Al Qaeda preached violence and terrorism as the mantle for martyrdom. Sacrificing your own life and maiming countless others in the process was a heroic death; but the Arab Spring refuted that doctrine. Completely negated it. Martyrdom was restored to the disciples of liberty and freedom. On the 10th anniversary of September 11th, the revolutionary movement of the Middle East is a remarkable tribute. These young men and women helped captivate the true essence of the Arab people; they refused to be defined by Osama Bin Laden and rejected a call for bloody Jihad against the West and Israel. The principles of liberty and freedom were not just American values, but were genuine principles of humanity.

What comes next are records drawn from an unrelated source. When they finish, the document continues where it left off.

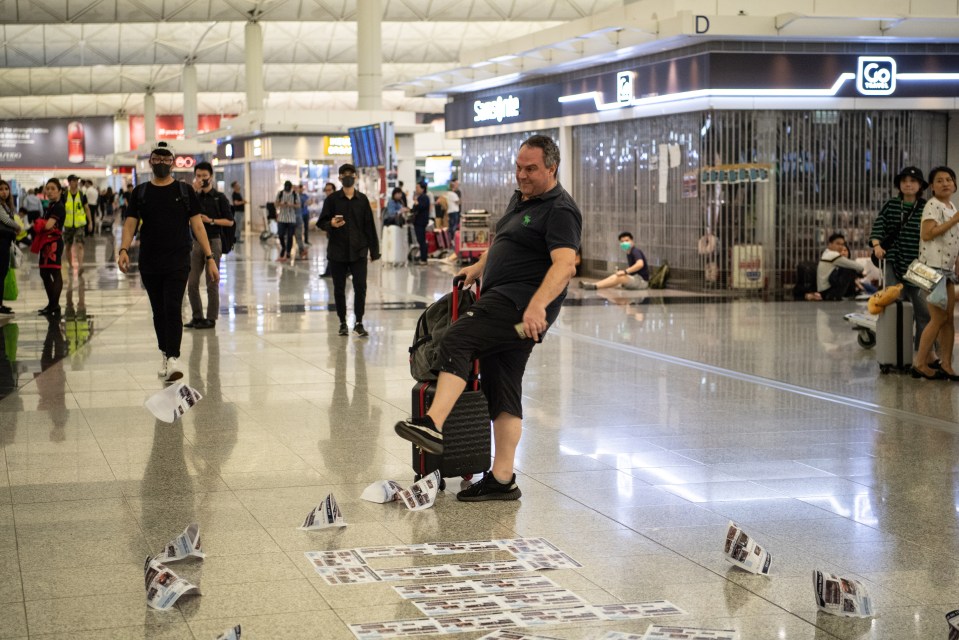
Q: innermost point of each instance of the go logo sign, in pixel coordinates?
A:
(876, 75)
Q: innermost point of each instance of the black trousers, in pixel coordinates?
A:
(338, 271)
(165, 291)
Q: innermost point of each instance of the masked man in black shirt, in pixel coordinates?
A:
(165, 211)
(348, 218)
(216, 213)
(524, 278)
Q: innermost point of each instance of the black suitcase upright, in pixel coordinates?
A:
(466, 433)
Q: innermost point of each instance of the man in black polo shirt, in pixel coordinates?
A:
(348, 219)
(215, 212)
(524, 278)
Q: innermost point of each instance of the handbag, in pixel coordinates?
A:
(10, 288)
(939, 294)
(922, 276)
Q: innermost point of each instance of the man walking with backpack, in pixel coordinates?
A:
(524, 278)
(217, 217)
(165, 211)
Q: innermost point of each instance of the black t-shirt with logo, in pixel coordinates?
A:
(165, 238)
(520, 254)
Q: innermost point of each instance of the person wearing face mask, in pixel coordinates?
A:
(348, 220)
(166, 211)
(636, 274)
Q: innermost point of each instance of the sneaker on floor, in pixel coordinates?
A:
(489, 488)
(422, 433)
(173, 370)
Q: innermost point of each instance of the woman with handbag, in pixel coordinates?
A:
(895, 239)
(8, 234)
(939, 249)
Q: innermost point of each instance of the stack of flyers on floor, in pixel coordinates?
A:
(422, 494)
(742, 551)
(173, 402)
(230, 634)
(163, 586)
(841, 596)
(326, 514)
(185, 545)
(382, 492)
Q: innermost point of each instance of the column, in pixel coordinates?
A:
(149, 117)
(190, 119)
(369, 54)
(253, 43)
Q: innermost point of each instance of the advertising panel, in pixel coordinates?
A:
(56, 142)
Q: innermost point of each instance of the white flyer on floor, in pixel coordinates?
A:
(163, 586)
(742, 551)
(952, 619)
(841, 596)
(172, 402)
(185, 545)
(326, 514)
(474, 587)
(658, 632)
(382, 491)
(422, 494)
(230, 634)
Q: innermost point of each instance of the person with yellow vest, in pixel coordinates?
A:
(77, 223)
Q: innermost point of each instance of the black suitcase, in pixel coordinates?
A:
(467, 444)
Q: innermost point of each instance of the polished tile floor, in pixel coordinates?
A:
(651, 421)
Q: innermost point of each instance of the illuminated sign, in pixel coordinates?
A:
(499, 109)
(876, 75)
(624, 86)
(338, 146)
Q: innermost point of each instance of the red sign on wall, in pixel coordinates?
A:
(169, 128)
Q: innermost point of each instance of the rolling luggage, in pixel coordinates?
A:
(466, 432)
(894, 337)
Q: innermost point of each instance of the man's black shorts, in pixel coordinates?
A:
(487, 331)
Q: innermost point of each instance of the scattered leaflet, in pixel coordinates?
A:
(326, 514)
(657, 632)
(163, 586)
(382, 492)
(512, 634)
(841, 596)
(491, 603)
(183, 546)
(742, 551)
(172, 402)
(474, 587)
(422, 494)
(230, 634)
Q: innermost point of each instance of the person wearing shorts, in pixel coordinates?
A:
(635, 277)
(525, 274)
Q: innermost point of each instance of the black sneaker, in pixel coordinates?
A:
(489, 488)
(422, 433)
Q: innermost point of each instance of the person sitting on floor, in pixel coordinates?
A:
(636, 274)
(835, 275)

In the last 10 years, many have questioned the role of the United States-and the West-in foreign affairs. Especially the Afghanistan and Iraq conflicts. Critics will argue policy makers were consciously unaware, or ignorant, of increasing the threat of international terrorism during the ‘War on Terror’ and the subsequent attacks in Madrid and London justified those concerns. The adversaries of Britain and the United States were receiving unimaginable recruiting opportunities due to military conflicts in the Middle East, according to critics. With Mubarak and Gaddafi deposed; Assad losing authority and an uncertain future Mahmoud Ahmadinejad, is the role of liberal interventionism unfairly stigmatised?
As I liberal, it is my duty to oppose authoritarianism – whether domestically or aboard. Tyrants are the antagonists of liberals and liberty. Granted, it is extremely controversial position to undertake, but it is morally correct. Opposing liberal interventionism because of the United States is a deeply preposterous position to take. There seems to be this fallacy, or moral equivalence, that Britain and American foreign policy is automatically wrong. For example, Saddam Hussein committed crimes against humanity towards his own people (and Iranians, during the Iraq-Iran War) but it was never mentioned during the Iraq War build up. The condemnation fell towards the West, not the actual fascist dictator. I recall an interview featuring John Stewart, where he said it was absurd for the left to characterise Bush as a war criminal and not reference the crimes committed by Saddam (he was later criticised for those remarks). And John Stewart opposed the Iraq invasion. The Earth will become a very dark place if the great democracies of this world became subjected to Vietnam Syndrome. Libyans would still be under the authority of a mindless dictator, if we turned a blind eye to their suffering.
In time, though, Brazil and India will no doubt join as potential protagonists for liberal interventionism. Brazil already maintains a significant role in the United Nations Peacekeeping operations and I suspect their expanding superpower status will provide an umbrella to the repressed in Latin America and other parts of the world. The stability and future prospects of Afghanistan will require a protective India, to ensure Pakistan does not exploit its neighbour and create a client state. The mantra of liberal interventionism should be a requirement of all democracies and their foreign policy, not a select few. Democratic nations have a moral duty to nurture young free nations, especially those building a free and open society.
The post 9-11 world showed how fragile we were, but how strong democracies could be. Revolutions in Libya, Tunisia, Egypt, Jordan and others provide the true insight into the political aspirations of the Arab people. Liberal interventionism is not a form of 21st Century imperialism, but a vital tool in promoting and defending democracy.